There wasn't much bounce as the Sixers exited the Wells Fargo Center court the night before, having dropped a close game to the Orlando Magic. The loss left them at 0-5 and provided Orlando, which won just four road games last season, with its only victory of any kind so far.

It was an opportunity to steal a win - which is the only way the Sixers can get them without Carter-Williams - but they committed 10 turnovers in the fourth quarter and scored just 14 points and, well, that is a familiar pattern through the first five games. They led one game after three quarters, were tied in another, and trailed the other three by only five points or fewer. Nevertheless, even counting the two-point loss to Orlando, their average margin of defeat is 10.6 points.

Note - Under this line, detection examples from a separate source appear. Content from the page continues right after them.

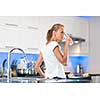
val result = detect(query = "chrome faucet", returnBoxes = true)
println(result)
[7,48,26,79]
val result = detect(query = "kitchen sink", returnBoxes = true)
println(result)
[0,77,36,83]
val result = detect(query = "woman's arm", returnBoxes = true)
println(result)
[35,52,45,78]
[53,37,71,66]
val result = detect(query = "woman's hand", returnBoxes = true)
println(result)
[66,35,72,45]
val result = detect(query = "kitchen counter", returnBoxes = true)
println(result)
[0,76,100,83]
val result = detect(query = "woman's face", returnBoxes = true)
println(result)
[55,27,64,42]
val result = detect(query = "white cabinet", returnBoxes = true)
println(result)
[0,16,40,49]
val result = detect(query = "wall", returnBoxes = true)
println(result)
[0,16,89,72]
[0,16,40,53]
[88,16,100,74]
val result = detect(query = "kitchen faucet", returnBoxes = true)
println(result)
[7,48,26,79]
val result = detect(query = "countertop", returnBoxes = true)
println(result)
[0,76,100,83]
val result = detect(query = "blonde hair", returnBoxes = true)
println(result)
[46,24,64,42]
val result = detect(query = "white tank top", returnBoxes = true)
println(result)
[41,41,66,78]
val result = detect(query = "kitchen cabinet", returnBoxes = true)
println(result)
[0,16,40,49]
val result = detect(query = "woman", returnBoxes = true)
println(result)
[35,24,71,79]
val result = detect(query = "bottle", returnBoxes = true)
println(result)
[77,64,80,74]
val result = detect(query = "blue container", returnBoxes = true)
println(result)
[69,56,89,73]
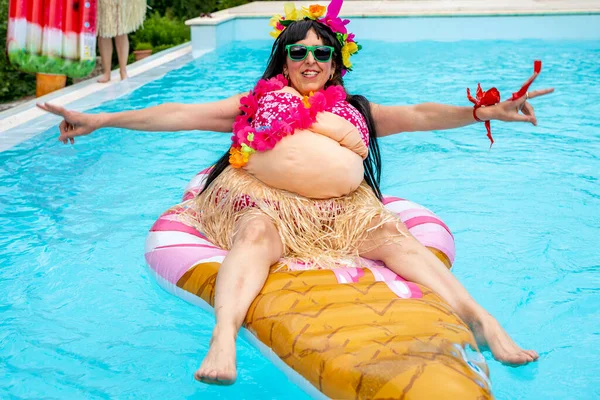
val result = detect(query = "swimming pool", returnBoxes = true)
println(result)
[0,40,600,399]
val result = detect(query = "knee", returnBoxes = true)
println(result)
[235,218,279,247]
[379,220,413,238]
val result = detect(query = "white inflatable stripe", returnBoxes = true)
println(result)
[146,231,213,253]
[385,200,431,213]
[185,174,208,192]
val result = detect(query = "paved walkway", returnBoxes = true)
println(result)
[186,0,600,25]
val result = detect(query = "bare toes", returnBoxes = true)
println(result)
[524,350,540,361]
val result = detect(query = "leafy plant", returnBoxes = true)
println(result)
[131,13,191,49]
[0,0,35,103]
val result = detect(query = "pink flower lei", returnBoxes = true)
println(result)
[229,74,346,168]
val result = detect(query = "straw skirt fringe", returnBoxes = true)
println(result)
[177,167,405,269]
[97,0,146,38]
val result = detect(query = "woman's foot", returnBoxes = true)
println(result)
[470,311,540,366]
[194,328,237,385]
[98,73,110,83]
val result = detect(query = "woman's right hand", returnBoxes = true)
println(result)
[37,103,101,144]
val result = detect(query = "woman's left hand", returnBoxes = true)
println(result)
[477,73,554,125]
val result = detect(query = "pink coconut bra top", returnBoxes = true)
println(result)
[251,92,369,147]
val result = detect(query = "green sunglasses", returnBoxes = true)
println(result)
[285,44,335,62]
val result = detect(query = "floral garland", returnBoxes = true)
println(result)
[229,75,346,168]
[269,0,362,71]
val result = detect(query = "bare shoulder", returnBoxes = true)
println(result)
[275,86,302,97]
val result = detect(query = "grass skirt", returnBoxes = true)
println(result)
[97,0,146,38]
[178,167,405,269]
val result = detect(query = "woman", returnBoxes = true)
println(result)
[98,0,146,83]
[40,2,552,384]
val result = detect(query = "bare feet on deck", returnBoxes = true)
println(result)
[470,311,540,366]
[194,328,237,385]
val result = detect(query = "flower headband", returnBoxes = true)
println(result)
[269,0,362,72]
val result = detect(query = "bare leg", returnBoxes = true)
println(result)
[115,35,129,80]
[361,222,539,365]
[98,37,112,83]
[194,214,283,385]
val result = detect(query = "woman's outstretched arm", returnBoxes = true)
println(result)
[38,94,242,144]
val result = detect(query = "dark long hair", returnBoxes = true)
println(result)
[204,19,382,199]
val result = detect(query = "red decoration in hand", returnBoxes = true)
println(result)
[467,60,542,147]
[511,60,542,101]
[467,83,500,147]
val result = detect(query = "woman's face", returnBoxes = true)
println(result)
[283,29,335,96]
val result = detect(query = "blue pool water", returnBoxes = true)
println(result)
[0,41,600,400]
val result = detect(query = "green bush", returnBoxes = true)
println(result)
[0,0,35,103]
[152,44,175,54]
[130,12,191,49]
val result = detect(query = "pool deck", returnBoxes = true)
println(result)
[0,0,600,152]
[186,0,600,25]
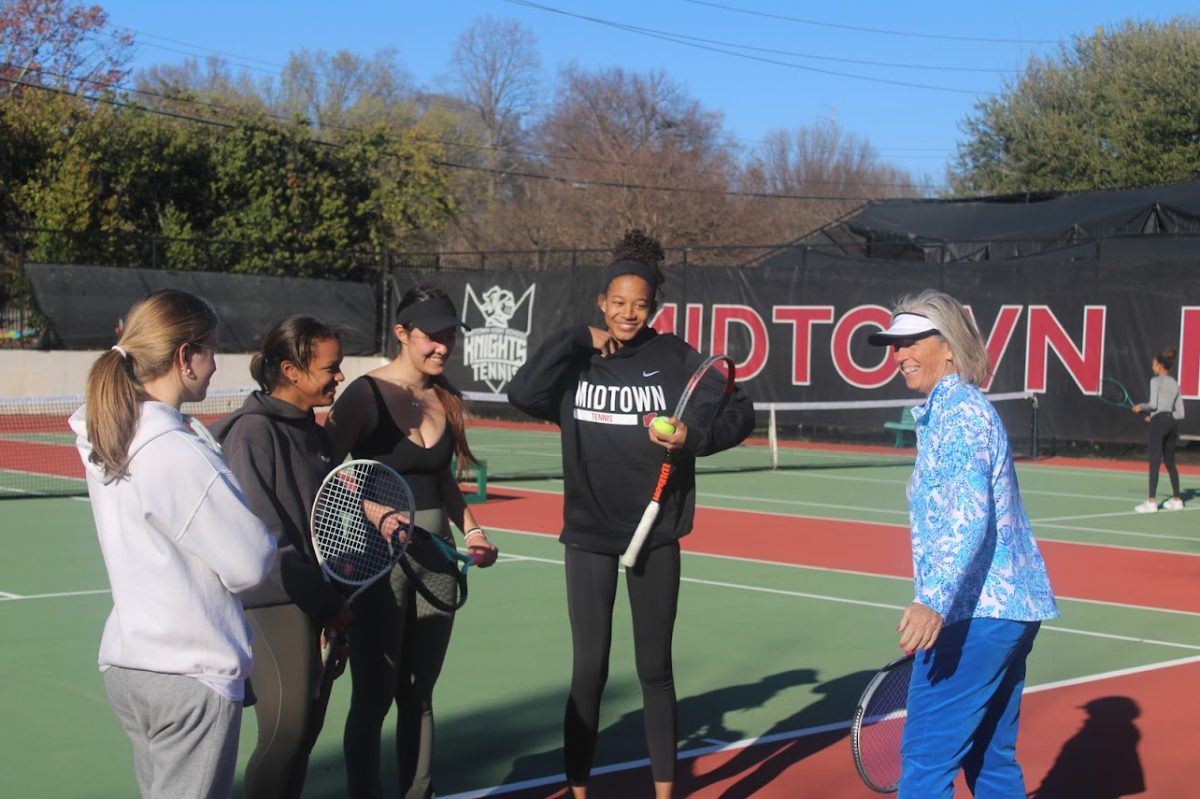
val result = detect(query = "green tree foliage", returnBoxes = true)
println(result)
[0,0,133,95]
[952,17,1200,194]
[0,84,455,278]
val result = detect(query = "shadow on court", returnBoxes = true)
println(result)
[1030,696,1146,799]
[492,668,874,799]
[679,669,874,799]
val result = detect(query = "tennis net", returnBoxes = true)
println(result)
[453,391,1038,481]
[0,389,251,497]
[0,389,1038,497]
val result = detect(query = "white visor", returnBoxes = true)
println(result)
[866,313,937,347]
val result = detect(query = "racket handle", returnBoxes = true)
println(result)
[620,501,659,569]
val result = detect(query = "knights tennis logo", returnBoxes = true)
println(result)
[462,283,538,394]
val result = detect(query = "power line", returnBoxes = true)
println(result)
[504,0,995,96]
[110,26,964,173]
[8,65,948,191]
[684,0,1058,44]
[0,76,920,203]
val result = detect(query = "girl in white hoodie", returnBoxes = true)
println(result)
[71,289,275,799]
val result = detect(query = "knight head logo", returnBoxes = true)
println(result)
[477,286,516,328]
[462,283,538,394]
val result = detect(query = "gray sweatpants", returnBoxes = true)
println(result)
[104,666,241,799]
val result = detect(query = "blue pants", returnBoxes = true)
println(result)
[899,619,1040,799]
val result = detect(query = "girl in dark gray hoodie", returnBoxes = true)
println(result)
[214,317,350,799]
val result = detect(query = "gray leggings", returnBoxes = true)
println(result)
[104,666,241,799]
[245,605,329,799]
[343,510,454,799]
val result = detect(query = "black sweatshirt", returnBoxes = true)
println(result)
[212,391,344,626]
[509,325,754,554]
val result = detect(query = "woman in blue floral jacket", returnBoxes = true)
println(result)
[870,290,1058,799]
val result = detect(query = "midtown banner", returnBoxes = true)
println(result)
[394,259,1200,441]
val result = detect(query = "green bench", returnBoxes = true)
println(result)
[883,405,917,449]
[450,456,487,505]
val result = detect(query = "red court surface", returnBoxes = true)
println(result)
[492,663,1200,799]
[472,488,1200,799]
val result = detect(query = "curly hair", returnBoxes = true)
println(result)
[612,228,666,266]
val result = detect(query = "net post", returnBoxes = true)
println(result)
[767,403,779,471]
[1030,394,1038,461]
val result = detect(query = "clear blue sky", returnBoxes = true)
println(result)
[95,0,1198,184]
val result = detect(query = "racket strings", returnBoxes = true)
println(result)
[676,360,731,427]
[856,666,912,791]
[1100,379,1129,404]
[313,464,413,583]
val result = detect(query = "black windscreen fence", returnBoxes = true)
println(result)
[392,259,1200,443]
[26,258,1200,443]
[25,264,379,355]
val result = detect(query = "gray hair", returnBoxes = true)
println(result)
[893,289,988,385]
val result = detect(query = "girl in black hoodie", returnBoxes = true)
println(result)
[212,317,350,799]
[509,230,754,799]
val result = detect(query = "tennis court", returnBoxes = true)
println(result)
[0,425,1200,799]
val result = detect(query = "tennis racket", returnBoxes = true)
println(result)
[310,461,415,697]
[400,527,465,613]
[1100,378,1134,408]
[620,355,736,569]
[850,655,913,793]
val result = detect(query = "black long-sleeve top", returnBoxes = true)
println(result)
[508,325,754,554]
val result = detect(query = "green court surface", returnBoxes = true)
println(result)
[0,428,1200,799]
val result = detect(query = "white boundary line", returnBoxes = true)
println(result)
[445,656,1200,799]
[487,479,1200,558]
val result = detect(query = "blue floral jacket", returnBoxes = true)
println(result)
[908,374,1058,624]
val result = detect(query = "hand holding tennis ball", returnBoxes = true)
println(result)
[650,416,674,435]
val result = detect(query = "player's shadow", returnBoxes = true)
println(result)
[504,668,844,795]
[680,669,875,799]
[1030,696,1146,799]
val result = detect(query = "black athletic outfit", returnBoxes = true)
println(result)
[343,377,463,799]
[509,325,754,786]
[212,391,346,799]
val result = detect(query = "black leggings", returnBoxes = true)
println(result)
[1146,413,1180,497]
[563,543,679,786]
[342,510,454,799]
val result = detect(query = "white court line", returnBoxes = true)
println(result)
[488,483,1200,558]
[1037,519,1200,542]
[491,527,1200,628]
[1031,499,1188,524]
[772,470,1152,503]
[445,656,1200,799]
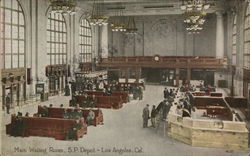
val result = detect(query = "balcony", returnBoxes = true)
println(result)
[97,56,227,69]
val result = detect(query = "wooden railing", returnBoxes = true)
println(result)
[98,56,227,69]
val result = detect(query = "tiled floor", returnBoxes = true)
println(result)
[2,86,250,156]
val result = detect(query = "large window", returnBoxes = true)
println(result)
[0,0,25,69]
[79,19,92,62]
[244,3,250,67]
[47,13,67,65]
[232,15,237,65]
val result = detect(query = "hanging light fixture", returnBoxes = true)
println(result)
[50,0,76,14]
[180,0,210,34]
[110,10,127,32]
[126,17,138,34]
[89,0,109,26]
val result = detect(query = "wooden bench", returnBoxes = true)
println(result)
[72,95,123,109]
[112,91,129,103]
[6,115,87,140]
[38,106,103,126]
[86,91,129,103]
[193,96,233,121]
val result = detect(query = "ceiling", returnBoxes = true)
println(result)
[78,0,229,16]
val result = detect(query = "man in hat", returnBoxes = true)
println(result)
[5,93,11,114]
[142,104,150,128]
[151,105,157,128]
[162,98,172,120]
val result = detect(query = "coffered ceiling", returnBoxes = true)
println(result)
[78,0,230,16]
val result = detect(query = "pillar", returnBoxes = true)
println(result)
[216,11,224,58]
[175,68,180,87]
[187,68,191,83]
[99,25,108,58]
[125,68,129,83]
[135,67,141,83]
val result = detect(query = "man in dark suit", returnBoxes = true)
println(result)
[5,93,11,114]
[142,104,150,128]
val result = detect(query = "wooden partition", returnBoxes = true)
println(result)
[38,106,103,126]
[72,95,123,109]
[193,97,233,121]
[6,115,87,140]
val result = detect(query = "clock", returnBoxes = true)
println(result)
[154,55,160,62]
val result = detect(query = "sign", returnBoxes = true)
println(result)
[36,83,44,94]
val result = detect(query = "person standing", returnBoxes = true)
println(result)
[163,88,169,99]
[5,93,11,114]
[151,105,157,128]
[138,86,143,100]
[142,104,149,128]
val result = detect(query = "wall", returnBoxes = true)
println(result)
[109,15,216,56]
[6,0,98,98]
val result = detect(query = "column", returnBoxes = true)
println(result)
[216,11,224,58]
[136,67,141,83]
[99,25,108,58]
[175,68,180,87]
[125,68,129,83]
[187,68,191,83]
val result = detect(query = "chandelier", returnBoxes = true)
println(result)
[50,0,76,14]
[89,0,109,26]
[126,17,138,34]
[110,10,127,32]
[181,0,210,33]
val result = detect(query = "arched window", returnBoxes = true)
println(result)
[79,19,92,62]
[47,13,67,65]
[0,0,26,69]
[244,3,250,67]
[232,15,237,65]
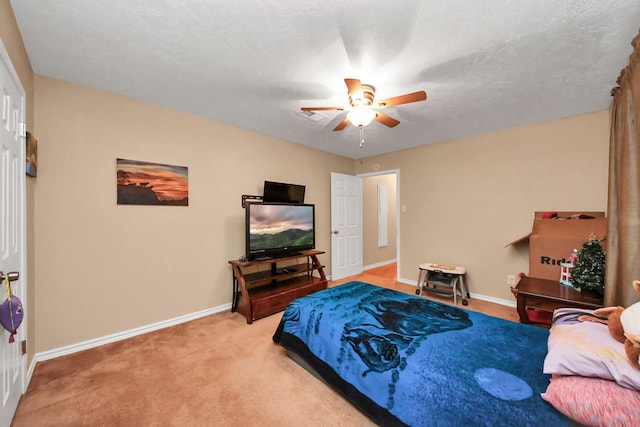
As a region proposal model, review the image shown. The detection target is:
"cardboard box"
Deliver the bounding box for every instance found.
[507,212,607,281]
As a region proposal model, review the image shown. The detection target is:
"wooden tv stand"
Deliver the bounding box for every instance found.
[229,250,327,324]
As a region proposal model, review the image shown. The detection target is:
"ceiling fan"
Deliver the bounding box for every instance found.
[302,79,427,133]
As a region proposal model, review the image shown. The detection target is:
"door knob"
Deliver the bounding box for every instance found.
[0,271,20,283]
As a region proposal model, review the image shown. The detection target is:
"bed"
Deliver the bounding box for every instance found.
[273,282,569,426]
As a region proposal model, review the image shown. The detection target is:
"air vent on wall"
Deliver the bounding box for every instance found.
[296,111,327,122]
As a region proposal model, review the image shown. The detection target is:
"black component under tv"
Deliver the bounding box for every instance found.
[262,181,305,204]
[245,202,316,261]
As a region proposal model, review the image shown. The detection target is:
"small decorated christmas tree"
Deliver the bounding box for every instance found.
[571,236,605,295]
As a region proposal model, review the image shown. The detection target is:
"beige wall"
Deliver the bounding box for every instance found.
[0,0,36,363]
[35,76,353,351]
[362,174,397,267]
[356,111,609,301]
[0,0,609,360]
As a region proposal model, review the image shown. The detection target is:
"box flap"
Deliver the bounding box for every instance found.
[504,211,606,248]
[504,233,531,248]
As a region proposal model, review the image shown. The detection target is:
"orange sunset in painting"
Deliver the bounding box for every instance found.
[117,159,189,206]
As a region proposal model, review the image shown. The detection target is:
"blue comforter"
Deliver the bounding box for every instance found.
[273,282,568,426]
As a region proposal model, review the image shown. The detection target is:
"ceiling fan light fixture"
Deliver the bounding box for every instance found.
[347,108,376,127]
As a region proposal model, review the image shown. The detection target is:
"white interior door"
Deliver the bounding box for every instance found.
[0,42,26,426]
[331,172,363,280]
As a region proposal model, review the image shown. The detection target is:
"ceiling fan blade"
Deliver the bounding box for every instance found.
[377,90,427,108]
[344,79,362,98]
[300,107,344,111]
[374,111,400,128]
[334,119,351,131]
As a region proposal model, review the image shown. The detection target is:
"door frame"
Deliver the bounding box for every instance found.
[0,36,29,419]
[356,169,401,279]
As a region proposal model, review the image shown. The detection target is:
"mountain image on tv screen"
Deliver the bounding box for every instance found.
[249,205,314,251]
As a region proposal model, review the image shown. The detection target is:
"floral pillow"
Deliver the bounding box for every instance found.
[541,375,640,427]
[543,308,640,390]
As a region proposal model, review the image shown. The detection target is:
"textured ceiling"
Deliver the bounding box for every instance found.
[11,0,640,159]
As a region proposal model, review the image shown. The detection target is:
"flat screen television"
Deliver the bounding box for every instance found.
[262,181,305,204]
[245,202,316,260]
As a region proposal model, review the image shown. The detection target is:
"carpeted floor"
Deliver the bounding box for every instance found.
[12,265,517,427]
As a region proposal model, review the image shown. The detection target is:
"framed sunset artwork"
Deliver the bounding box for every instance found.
[116,159,189,206]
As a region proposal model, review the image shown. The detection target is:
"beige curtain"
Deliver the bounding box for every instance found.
[604,34,640,307]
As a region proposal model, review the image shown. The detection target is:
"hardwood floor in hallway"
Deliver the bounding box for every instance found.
[329,262,520,322]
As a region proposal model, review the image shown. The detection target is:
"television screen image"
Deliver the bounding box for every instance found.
[262,181,306,204]
[246,203,315,260]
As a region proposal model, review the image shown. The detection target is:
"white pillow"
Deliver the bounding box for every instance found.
[543,308,640,390]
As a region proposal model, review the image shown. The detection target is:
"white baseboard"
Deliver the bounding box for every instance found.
[362,258,396,271]
[29,303,231,366]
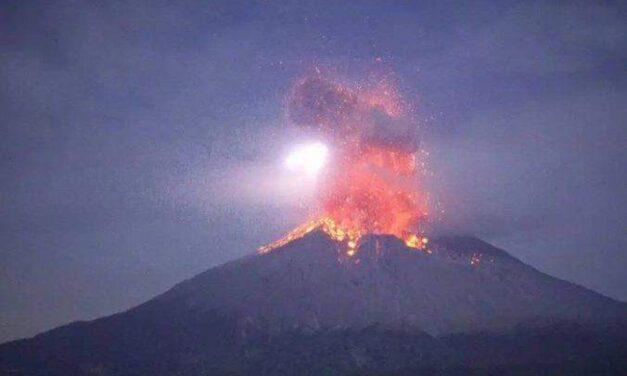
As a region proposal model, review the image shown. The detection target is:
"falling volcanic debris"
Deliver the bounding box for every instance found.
[259,75,428,256]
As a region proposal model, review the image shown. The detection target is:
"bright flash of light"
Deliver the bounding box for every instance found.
[285,142,329,175]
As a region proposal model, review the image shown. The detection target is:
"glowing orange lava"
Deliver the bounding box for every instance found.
[259,77,428,256]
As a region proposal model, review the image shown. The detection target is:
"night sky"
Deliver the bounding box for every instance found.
[0,0,627,341]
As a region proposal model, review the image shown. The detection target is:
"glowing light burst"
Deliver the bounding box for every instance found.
[259,76,429,257]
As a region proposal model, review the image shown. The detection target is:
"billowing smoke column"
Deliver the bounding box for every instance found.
[287,77,427,240]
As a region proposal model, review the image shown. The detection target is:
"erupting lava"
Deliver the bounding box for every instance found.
[259,73,428,256]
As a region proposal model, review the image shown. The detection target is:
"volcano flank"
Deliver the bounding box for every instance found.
[0,230,627,375]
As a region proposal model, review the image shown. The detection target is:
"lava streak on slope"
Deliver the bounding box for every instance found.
[259,76,428,255]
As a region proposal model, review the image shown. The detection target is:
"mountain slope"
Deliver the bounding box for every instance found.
[0,231,627,375]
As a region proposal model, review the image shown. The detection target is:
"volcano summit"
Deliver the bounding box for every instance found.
[0,229,627,375]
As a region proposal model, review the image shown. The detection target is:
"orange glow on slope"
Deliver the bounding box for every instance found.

What happens in the fourth quarters?

"Teams start playing harder," Brown said.

The Sixers, unfortunately, don't have that gear, so opponents can coast along for a while and then pull away when it becomes necessary. NBA players are nothing if not pragmatic. If it takes only one quarter of full effort to win, that's fine with them.

Brown doesn't appear to let these realities bother him. He circled the court ceaselessly during practice Thursday, stopping the scrimmage occasionally to make a teaching point or to indicate his displeasure with a certain shot or a certain decision. He is saddled with a roster that was constructed to fail, but that doesn't mean he has to coach it that way.

After just five games, the flaws are apparent. Once again, the Sixers are an egregiously poor shooting team that must live and die on its ability to create offense on the dead run early in the shot clock. As a bonus, they are the worst free-throw shooting team in the league and very nearly the worst in turnovers. Add that up and it means the offensive production usually doesn't require very much addition.

The Sixers play at home Friday night against the Bulls, and will do so without Carter-Williams and without center/forward Nerlens Noel, who turned his ankle against Orlando and wasn't able to practice Thursday. You can make arguments that certain other players on the roster would find time in other NBA rotations, but not many of them and not much time. Without both Carter-Williams and Noel, the game might be particularly unpretty.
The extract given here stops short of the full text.